The talk: I talked about charting ER patients (for docs) in EPIC, which I know fairly well, a general overview of Scribes, then how we do things in my ED. I used the new Prezi presenter, and it worked very well, I like it and will use if from now on over Powerpoint. That said, I have to remember to write my talk in a really poor monitor resolution. My EPIC screenshot slides looked perfect on my monitor, but when turned down to something the projector would deal with they were mush. Very dissatisfying. (Not Prezi’s fault, mine). Did I mention I like Prezi?
The audience was roughly 30 people, mostly residents with some staff and some ER nurses to hear what I had to say about Scribes and how we do things. I had an hour and a half to talk, and about 30 minutes worth of slides. Fortunately there were a lot of questions, so I wasn’t left with a lot of time to kill.
When I talk about how we do things (from the doc perspective) in our ER it always gets attention, mostly because we have a system that flows well, is mutually supportive, and it works to the time and flow advantage of the patients and the docs. All of what we do depends on excellent nursing and hospital staff support, so this isn’t a doc only thing… I think there are parts of what we do that would be adaptable to a residency program ED, and some that aren’t.
I gave my unsolicited advice to the upcoming graduates (lease or rent for a year, don’t buy), and my talk ended well. Nobody booed.
Then a nice tour of the ED, a meeting with some honchos about scribes, and it was time to come home. Fun for me, very ego-flattering to be asked to go back to your residency and talk, and I enjoyed it.
Maybe in another 10 years…
Did your dress shirt make it through the trip unwrinkled? ;-)
Indeed, more impressively without food on my white dress shirt.

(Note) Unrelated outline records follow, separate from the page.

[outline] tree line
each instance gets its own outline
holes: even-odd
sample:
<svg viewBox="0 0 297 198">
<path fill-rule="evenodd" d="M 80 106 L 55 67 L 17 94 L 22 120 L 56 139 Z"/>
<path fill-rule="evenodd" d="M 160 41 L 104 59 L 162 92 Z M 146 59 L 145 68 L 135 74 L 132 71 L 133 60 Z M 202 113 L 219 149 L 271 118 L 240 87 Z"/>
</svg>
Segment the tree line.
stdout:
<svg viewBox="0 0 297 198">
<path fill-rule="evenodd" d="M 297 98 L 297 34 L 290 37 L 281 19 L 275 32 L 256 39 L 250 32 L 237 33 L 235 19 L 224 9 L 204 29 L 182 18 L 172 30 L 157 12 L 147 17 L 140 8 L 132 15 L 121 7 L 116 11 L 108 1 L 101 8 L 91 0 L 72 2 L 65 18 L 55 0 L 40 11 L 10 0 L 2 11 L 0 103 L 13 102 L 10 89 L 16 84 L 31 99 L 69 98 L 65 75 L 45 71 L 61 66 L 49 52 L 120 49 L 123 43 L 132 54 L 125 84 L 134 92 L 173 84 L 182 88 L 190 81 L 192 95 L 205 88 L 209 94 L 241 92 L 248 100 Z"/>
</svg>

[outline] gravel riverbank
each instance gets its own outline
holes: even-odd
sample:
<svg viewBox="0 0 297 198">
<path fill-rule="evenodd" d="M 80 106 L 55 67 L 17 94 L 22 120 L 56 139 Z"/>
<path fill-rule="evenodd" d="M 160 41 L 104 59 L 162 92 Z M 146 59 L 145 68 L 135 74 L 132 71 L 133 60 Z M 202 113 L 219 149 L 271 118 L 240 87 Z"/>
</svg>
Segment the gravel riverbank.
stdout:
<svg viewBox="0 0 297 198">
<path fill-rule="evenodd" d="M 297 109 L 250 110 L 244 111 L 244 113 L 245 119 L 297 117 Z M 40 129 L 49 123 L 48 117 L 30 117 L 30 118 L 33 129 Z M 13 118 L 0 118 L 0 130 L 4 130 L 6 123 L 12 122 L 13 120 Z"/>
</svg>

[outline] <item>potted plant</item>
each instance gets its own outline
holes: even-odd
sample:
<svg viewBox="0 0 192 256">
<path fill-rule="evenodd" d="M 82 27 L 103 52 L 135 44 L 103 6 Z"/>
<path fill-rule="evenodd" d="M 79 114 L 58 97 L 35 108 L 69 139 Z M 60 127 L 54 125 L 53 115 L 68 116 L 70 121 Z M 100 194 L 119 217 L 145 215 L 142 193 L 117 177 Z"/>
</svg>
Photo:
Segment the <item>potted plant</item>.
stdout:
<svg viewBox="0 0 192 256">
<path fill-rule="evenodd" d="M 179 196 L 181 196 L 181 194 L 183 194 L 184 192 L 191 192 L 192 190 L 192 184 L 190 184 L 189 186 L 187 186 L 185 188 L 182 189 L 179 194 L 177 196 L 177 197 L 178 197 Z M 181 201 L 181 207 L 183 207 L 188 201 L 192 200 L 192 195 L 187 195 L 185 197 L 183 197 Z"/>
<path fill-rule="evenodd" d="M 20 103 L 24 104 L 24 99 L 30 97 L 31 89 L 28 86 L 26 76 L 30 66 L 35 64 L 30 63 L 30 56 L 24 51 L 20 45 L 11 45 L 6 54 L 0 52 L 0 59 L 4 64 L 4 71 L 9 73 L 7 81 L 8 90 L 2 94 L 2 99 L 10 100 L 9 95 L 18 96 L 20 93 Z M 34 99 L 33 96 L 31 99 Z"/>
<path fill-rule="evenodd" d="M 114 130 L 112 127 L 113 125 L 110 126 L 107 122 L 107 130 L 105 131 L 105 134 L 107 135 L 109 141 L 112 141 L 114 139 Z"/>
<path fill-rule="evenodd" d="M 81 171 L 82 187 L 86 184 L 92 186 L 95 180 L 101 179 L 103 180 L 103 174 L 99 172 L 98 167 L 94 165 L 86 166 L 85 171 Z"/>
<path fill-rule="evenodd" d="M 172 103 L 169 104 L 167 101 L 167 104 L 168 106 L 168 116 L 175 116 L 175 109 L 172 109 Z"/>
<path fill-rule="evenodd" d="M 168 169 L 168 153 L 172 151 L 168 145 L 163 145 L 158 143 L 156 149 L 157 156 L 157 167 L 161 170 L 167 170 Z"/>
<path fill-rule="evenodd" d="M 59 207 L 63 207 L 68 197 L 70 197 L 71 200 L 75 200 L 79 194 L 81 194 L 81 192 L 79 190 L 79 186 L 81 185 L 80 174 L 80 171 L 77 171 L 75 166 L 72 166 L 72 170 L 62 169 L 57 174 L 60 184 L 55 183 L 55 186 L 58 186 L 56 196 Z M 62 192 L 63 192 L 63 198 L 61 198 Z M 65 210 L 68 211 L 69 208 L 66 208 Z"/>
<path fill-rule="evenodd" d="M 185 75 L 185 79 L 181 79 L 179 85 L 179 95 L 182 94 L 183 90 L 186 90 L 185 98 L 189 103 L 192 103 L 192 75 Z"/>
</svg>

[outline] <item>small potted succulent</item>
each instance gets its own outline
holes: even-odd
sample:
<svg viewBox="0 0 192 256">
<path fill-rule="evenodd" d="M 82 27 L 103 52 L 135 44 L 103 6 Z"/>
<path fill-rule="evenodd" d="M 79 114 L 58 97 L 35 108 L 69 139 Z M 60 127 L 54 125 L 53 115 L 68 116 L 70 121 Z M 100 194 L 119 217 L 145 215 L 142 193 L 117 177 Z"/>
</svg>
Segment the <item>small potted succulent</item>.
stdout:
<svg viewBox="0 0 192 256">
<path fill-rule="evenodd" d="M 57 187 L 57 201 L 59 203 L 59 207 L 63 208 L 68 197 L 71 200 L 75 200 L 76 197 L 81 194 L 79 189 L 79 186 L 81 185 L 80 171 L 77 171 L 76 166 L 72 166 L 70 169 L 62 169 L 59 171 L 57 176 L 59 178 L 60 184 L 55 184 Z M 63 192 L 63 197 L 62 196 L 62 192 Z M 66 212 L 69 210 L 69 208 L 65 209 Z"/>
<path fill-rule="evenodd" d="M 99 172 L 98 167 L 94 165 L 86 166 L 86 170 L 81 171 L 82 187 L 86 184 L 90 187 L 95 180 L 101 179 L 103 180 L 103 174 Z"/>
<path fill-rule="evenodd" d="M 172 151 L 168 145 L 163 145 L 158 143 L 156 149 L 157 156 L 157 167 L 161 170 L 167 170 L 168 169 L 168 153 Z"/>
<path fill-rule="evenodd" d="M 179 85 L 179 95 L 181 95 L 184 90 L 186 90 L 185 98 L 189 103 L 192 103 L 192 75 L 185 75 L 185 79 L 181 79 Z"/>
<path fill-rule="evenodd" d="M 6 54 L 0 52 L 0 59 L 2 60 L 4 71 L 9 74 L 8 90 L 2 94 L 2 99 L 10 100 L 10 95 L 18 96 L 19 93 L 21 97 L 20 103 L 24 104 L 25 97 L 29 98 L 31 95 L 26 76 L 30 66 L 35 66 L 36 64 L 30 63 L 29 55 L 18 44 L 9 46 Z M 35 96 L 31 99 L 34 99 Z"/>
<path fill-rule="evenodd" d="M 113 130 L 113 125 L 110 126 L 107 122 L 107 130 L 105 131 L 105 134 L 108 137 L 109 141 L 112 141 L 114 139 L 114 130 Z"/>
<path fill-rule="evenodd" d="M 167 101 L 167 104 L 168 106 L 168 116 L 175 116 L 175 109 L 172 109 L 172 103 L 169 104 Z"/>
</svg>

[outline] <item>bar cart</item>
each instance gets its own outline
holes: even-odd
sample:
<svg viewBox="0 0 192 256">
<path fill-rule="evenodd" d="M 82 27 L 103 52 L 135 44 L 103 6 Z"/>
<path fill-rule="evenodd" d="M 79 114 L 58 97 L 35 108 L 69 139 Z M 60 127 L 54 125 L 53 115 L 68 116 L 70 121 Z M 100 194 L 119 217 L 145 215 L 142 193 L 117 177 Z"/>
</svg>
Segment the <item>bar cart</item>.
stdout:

Glad it was a rewarding trip.
What was your flying experience like? I haven’t flown since 2009 (vacation) and I’m curious what you might have observed on your trip vis-vis TSA, lines, attitudes, etc.
Jim,
I’ve been flying several times a year, and while I detest Security Theater (really, you can trust me, it’s okay), I’ve got to say that TSA has always been professional with me and mine, and within the last 2 months they’ve actually had some kind of ‘be nice’ campaign going on. It makes it better.
The body xrayer apparently works well, and it’s interesting: the TSA is NOT interested in patting people down because they flunk something on their body scan, every time I’ve been they have asked several times to make sure there’s nothing in my pockets, and the agent that puts me in always says ‘stand still, if you flinch we have to pat you down’. So far, no problems.
American Airlines needs to send their gate agents to the same charm school they’re sending TSA to. As an example, I left my coat on the plane in Fresno, recognized it when I got to the top of the jetway, and the looks of derision from the gate staff were palpable. I wanted to go get it but for some reason that was very alarming to them (?why?), so they got it for me, after yelling at me to ask the color instead of walking the 15 feet to ask what color the coat was. Not good.
Also, I’m not getting any smaller, coach seats are made for 5’6″ 120 pounders, and spaced for them. Painful.